5.39. Extending capabilities using import#

In Python, the capabilities of the core name space is relatively stripped down. Much of the power of the language comes from the availability of modules. For instance, the math module is part of what is referred to as the Python standard library, i.e. it comes standard with all Python installations. How we gain access to these is through the import statement. math contains many basic mathematical operations, e.g. log() or sqrt(), as functions. We get access to those using the . notation.

import math

math.sqrt(4)
2.0

Modules have their own type.

type(math)
module

Just like standard Python objects, you can see what capabilities a module has using dir() [1] and help() works too.

dir(math)[:10]
['__doc__',
 '__file__',
 '__loader__',
 '__name__',
 '__package__',
 '__spec__',
 'acos',
 'acosh',
 'asin',
 'asinh']
math.log10(10)
1.0
math.log(10)
2.302585092994046

You can also import a specific module function using the keyword from

from math import sqrt

sqrt(4)
2.0

or multiple functions by separating them with a ,.

from math import sqrt, log2

log2(4)
2.0

Modules also serve to allow simplification of code. This enable putting logically related functions into a single file. They facilitate reuse of those functions in different programs, thus reducing redundancy and increasing the robustness of software.

Modules can be organised hierarchically, meaning that some modules are nested within others. How Python achieves this is actually dead simple, the name of a directory containing some Python scripts becomes the import name [2]. For instance, the Python standard library includes (among a multitude of goodies) the os module which is used for handling operating system related calls. Inside this module is another one called path that contain useful functions, among which is the dirname() function. Using . notation, we full specify that function as os.path.dirname.

import os

os.path.dirname("data/nested_dir/somefile.txt")
'data/nested_dir'

We can also import just that function

from os.path import dirname

dirname("data/nested_dir/somefile.txt")
'data/nested_dir'

You can renamed imported modules using the as keyword.

from math import sqrt as msqrt

msqrt(16)
4.0

5.39.1. “third party” libraries#

An even greater appeal of Python is the availability of highly sophisticated modules written by others.

Of particular note is numpy (numerical Python). This library is arguably the main reason Python is so popular in science. Numpy provides critical routines in numerical mathematics, particularly linear algebra. But it’s very broadly useful, being ~10x faster than straight Python implementations. It also allows succinct expressions for arrays and provides very useful methods on arrays.

Other invaluable libraries for science are Scipy, Pandas, Matplotlib, IPython and biology specific libraries (such as cogent3).

We will cover numpy in a separate section.

5.39.2. Why use libraries written by others?#

  • Widely scrutinised, so less chance of code errors

  • Typically better performance

  • May provide algorithms that are simply too difficult to write yourself!

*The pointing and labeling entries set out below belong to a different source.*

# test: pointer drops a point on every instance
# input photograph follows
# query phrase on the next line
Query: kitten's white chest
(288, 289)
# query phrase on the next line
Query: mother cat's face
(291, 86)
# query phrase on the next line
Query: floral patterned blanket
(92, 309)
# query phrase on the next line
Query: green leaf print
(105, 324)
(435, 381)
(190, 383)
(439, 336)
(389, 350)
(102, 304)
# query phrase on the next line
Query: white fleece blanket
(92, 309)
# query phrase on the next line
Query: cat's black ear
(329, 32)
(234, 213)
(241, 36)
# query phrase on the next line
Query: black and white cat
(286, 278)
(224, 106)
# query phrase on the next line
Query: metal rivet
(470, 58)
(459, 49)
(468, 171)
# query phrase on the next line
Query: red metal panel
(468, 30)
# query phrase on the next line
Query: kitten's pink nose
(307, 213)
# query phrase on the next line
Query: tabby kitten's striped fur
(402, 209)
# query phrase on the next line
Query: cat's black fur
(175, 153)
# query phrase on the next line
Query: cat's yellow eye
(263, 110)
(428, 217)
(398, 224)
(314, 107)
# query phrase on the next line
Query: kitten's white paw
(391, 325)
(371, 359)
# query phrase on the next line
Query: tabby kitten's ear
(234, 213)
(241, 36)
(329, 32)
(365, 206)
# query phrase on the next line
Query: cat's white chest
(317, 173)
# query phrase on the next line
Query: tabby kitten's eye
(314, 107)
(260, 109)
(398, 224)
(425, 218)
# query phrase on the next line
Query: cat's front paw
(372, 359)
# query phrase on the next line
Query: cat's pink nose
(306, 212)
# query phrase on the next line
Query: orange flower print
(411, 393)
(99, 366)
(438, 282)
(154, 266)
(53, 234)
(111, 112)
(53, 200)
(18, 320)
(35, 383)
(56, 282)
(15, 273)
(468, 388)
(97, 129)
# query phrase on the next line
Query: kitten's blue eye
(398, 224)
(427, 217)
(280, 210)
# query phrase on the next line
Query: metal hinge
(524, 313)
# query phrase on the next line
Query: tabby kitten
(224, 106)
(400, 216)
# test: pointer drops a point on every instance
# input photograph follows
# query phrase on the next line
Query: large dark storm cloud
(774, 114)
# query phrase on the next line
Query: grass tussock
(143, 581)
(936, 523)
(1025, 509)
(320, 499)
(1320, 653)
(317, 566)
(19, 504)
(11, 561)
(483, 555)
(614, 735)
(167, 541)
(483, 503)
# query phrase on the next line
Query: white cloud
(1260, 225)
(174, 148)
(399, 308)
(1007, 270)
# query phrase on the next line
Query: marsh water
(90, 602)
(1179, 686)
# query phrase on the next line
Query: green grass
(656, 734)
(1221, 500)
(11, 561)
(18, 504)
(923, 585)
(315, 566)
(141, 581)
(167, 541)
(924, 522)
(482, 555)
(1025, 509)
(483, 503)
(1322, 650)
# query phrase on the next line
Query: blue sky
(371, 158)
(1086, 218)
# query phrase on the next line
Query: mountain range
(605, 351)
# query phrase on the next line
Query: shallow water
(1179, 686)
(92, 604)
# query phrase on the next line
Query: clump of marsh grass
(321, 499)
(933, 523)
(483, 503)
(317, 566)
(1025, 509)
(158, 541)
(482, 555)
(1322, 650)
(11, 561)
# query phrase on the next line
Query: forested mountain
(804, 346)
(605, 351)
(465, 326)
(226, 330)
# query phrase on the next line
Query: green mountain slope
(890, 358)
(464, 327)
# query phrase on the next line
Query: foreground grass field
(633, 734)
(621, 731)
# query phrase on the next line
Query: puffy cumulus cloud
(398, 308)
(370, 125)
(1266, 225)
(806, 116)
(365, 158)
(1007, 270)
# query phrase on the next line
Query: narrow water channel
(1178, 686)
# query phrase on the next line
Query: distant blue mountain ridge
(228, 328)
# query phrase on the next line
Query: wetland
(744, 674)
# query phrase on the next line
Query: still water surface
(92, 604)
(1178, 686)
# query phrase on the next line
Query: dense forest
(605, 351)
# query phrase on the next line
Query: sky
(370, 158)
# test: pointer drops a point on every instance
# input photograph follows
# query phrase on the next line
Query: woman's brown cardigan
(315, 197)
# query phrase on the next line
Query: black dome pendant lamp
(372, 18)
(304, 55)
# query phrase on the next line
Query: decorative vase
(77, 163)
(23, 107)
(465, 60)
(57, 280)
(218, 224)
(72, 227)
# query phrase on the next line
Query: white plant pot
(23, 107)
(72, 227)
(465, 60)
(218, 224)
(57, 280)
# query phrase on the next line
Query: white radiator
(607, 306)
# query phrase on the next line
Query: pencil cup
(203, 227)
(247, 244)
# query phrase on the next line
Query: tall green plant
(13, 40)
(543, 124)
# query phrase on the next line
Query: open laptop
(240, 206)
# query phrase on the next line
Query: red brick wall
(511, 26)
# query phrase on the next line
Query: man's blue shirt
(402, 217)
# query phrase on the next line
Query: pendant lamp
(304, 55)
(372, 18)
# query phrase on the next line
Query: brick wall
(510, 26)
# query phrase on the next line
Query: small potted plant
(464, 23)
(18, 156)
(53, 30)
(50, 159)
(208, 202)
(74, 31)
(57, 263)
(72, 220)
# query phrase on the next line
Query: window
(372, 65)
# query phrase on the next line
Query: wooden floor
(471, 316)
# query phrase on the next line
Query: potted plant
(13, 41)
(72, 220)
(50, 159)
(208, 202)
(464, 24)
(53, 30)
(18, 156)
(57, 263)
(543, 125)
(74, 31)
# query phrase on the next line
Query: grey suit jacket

There are an increasing number of Biology specific libraries. My own lab produces a number of open sourced library for genomic biology (e.g. cogent3, which we will use later in the course).

5.39.3. Writing your own modules#

Since a Python script is a module, then all you have to do is write your code in a python script. If that script is on what is called the python path, then it can be imported and any functions within can be used.

The python path refers to the places on your computer that Python will look for modules. The first is the directory from which the Python executable was started. The second is the “installed packages” location, typically a directory called site-packages which is “within” Python itself. The third is a custom location which you have to tell Python about, for instance using a special PYTHONPATH environment variable.